L’attestation de l’employeur destinée à Pôle Emploi, quérable, a été éditée le 4 avril 2019, ce qui a entraîné, pour la salariée, l’impossibilité de s’inscrire dès la fin de son contrat auprès de cet organisme et a retardé la perception de ses droits qui n’a été validée que le 10 mai 2019 (pièce 19 de la salariée). Néanmoins, compte tenu du délai intervenu entre la fin de son contrat (11 février 2019) et la notification d’ouverture des droits par Pôle Emploi ainsi que des délais nécessaires de traitement des demandes par cet organisme, le préjudice de Madame [T] [G] sera justement indemnisé à hauteur de 500 euros, sa demande étant rejetée pour le surplus et la cour émende le jugement déféré sur ce point.

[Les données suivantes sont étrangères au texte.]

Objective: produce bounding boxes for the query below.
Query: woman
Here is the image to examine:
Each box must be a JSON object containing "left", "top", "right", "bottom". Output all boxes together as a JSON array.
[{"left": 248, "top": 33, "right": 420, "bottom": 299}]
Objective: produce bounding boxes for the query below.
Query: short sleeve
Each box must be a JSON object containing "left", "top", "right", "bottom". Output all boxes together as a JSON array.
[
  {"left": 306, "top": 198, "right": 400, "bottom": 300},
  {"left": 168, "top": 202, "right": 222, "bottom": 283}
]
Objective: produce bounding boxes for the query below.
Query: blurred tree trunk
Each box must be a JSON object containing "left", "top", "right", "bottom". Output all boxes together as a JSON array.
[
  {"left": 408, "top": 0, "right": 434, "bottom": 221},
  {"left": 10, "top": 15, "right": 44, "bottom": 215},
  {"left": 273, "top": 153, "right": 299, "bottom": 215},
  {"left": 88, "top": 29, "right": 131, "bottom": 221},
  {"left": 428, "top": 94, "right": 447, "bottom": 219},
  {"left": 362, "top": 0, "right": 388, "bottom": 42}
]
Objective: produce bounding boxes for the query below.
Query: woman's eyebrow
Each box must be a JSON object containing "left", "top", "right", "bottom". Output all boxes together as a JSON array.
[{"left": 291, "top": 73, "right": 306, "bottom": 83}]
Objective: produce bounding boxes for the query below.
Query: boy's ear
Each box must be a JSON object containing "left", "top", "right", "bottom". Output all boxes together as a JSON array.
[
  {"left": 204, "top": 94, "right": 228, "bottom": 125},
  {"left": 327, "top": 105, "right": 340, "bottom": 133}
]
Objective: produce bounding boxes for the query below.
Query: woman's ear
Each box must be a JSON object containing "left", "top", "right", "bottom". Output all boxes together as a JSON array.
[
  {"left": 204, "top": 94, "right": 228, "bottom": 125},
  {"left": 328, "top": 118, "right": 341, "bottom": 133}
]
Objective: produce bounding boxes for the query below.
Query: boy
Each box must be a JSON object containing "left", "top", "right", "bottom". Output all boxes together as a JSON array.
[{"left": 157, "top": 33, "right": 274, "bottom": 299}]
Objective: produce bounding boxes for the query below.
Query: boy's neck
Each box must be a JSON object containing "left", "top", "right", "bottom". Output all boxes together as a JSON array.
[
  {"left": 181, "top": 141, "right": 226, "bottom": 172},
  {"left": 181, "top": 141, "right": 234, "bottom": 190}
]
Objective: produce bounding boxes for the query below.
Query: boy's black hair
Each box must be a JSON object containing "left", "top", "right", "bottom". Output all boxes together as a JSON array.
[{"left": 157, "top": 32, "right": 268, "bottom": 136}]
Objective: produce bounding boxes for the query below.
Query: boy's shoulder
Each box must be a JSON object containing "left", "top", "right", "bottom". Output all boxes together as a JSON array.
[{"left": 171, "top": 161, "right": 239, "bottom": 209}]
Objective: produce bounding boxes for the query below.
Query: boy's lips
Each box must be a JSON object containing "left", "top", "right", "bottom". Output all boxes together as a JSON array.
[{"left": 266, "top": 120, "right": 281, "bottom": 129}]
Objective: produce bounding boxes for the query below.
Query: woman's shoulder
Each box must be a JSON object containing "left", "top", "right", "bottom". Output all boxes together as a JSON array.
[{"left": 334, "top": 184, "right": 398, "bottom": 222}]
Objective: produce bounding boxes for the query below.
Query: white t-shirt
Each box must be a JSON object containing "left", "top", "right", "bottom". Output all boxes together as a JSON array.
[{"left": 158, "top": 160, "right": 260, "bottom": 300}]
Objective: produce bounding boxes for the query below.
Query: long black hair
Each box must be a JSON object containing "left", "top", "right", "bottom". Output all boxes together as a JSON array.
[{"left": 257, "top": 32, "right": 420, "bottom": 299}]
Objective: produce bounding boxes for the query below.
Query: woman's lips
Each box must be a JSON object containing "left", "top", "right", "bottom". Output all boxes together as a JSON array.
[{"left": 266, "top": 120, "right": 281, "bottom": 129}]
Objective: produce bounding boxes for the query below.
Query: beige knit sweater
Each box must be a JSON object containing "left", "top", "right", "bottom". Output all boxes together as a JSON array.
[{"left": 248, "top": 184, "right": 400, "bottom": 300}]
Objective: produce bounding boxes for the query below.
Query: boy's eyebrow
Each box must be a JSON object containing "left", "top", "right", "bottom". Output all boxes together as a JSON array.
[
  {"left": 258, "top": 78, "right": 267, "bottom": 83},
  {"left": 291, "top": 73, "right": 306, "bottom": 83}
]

La cour confirme le jugement déféré en ce qu’il a condamné la SAS AIRBUS HELICOPTERS aux dépens de l’instance et à payer à Madame [T] [G] la somme de 1 500 euros au titre de l’article 700 du code de procédure civile. La cour faisant partiellement droit à l’appel de l’employeur dit que chacune des parties conservera la charge des dépens et des frais irrépétibles engagés par elle pour cette instance.
PAR CES MOTIFS
Emende le jugement du conseil de prud’hommes de Martigues du 28 juin 2021, en ce qu’il a condamné la SAS AIRBUS HELICOPTERS à payer à Madame [T] [G] la somme de 1 500 euros à titre de dommages et intérêts pour le préjudice subi du fait du retard dans l’envoi des documents de fin de contrat ;
Infirme le jugement du conseil de prud’hommes de Martigues du 28 juin 2021, en ce qu’il a dit le licenciement de Madame [T] [G] dépourvu de cause réelle et sérieuse et a condamné la SAS AIRBUS HELICOPTERS à payer à Madame [T] [G] la somme de 18 689,28 euros à titre de dommages et intérêts pour licenciement sans cause réelle et sérieuse ;
Confirme le jugement du conseil de prud’hommes d’Aix-en-Provence du 12 octobre 2021 en toutes ses autres dispositions soumises à la cour ;
Statuant à nouveau des chefs émendé et infirmés et y ajoutant,
Condamne la SAS AIRBUS HELICOPTERS à payer à Madame [T] [G] la somme de 500 euros au titre du préjudice subi du fait de la tardiveté de l’attestation destinée à Pôle Emploi ;
Requalifie le licenciement de Madame [T] [G] prononcé pour faute grave en licenciement pour cause réelle et sérieuse ;
Déboute Madame [T] [G] de sa demande en dommages et intérêts pour licenciement sans cause réelle et sérieuse ;
Dit que chacune des parties conservera ses propres dépens et les frais irrépétibles engagés par elle pour l’instance d’appel.